Petite philosophie de la polio

Essai

© Lys Bleu Éditions. Jean-Pierre Magnes

ISBN : 979-10-422-1962-8

Le code de la propriété intellectuelle n’autorisant aux termes des paragraphes 2 et 3 de l’article L.122-5, d’une part, que les copies ou reproductions strictement réservées à l’usage privé du copiste et non destinées à une utilisation collective et, d’autre part, sous réserve du nom de l’auteur et de la source, que les analyses et les courtes citations justifiées par le caractère critique, polémique, pédagogique, scientifique ou d’information, toute représentation ou reproduction intégrale ou partielle, faite sans le consentement de l’auteur ou de ses ayants droit ou ayants cause, est illicite (article L.122-4). Cette représentation ou reproduction, par quelque procédé que ce soit, constituerait donc une contrefaçon sanctionnée par les articles L.335-2 et suivants du Code de la propriété intellectuelle.

80 % des handicaps sont invisibles. Le fauteuil roulant représente moins de 10 % des handicaps.

Avant-propos

I. La raison

La polio : un non/nom dit l’essentiel

– Un non-dit : Polio est le non-dit d’un silence. De même, j’ai rarement été questionné sur la nature de mon déséquilibre physique. « De quoi souffrez-vous ? Vous avez un « problème ? OUI, sans solution ! Comme si la question était impossible à poser et la réponse interdite.

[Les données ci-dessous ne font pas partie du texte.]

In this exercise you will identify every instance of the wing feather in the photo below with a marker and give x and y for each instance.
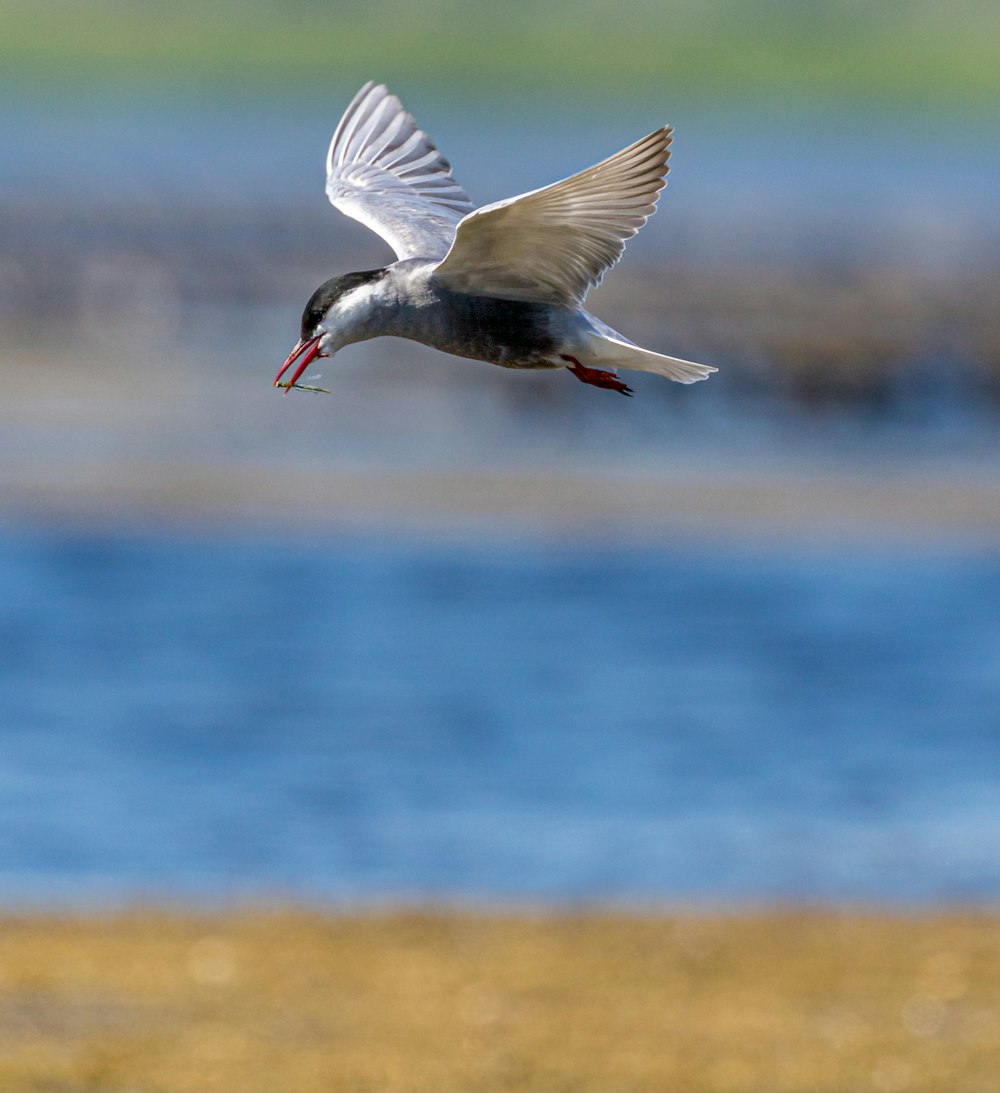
(554, 244)
(385, 172)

– Un nom dit l’essentiel : l’essentiel de la polio, un inter-dit, entre les lignes et un objet indépendant. La polio est un inter-dit, un détail change la relation. Dans la famille, le rôle et la responsabilité des parents, avec les autres, les gens ordinaires qui ne savent faire face à la polio, un objet déplacé. La polio est aussi un objet hors sujet dans l’entreprise. Pourquoi ai-je choisi un métier limite/frontière, le conseil et un statut d’indépendant ?

II. L’objet

Ma jambe droite : une présence physique acquise

1. Une présence physique encombrante

– La présence physique : la jambe droite fait partie de mon corps et en même temps c’est une inconnue. Une « masse critique » difficile à déplacer peut me faire chuter. Je dois faire avec un « malgré moi. » Que je le veuille ou non, la polio, le facteur X modifie tout : le déplacement et la mobilité, la posture et le lien, l’énergie limitée et la course.

– Une présence encombrante : Je suis encombré par la polio, une patte folle, la folle du logis incontrôlable, fractale1, une figure de la polio.

2. Une présence impensable et improbable

Le handicap est un essai dont la transformation est forcément ratée.

– Impensable : le handicap est aussi vécu par les parents.

Ils se sentent, à tort, coupables et/ou responsables d’une erreur génétique ou médicale. Le résultat du handicap est un brouillon, une copie, un draft, jamais conforme à l’original.

– Improbable : le handicap est une course à handicaps. La différence avec un cheval courant avec un handicap : le cheval, lui, peut courir à sa guise, face à des chevaux de pesée comparables.

La seconde différence : dans la rue, le handicap est une course remplie d’obstacles imprévus. Et, parfois, insurmontables.

III. Le titre

Petite philosophie de la polio

Il vaut mieux être un con qui marche, qu’un intellectuel assis.

Michel Audiard

Petite : ce texte est court.

Je sais faire court, raconter une histoire en une page. Cet essai est dense et danse dans la polio et le rock and roll. Françoise Giroud, dans Profession journaliste, associe auteur et format. Un rédacteur définit « SA longueur habituelle. » La sienne, 200 pages, la mienne, 75 dans cet essai. Ma question, posée après la rédaction, à chaque relecture, d’une ligne, d’une phrase ou d’une page : que pourrai-je encore supprimer ?

Philosophie : « Si vous voulez converser avec moi, définissez vos termes. » Voltaire.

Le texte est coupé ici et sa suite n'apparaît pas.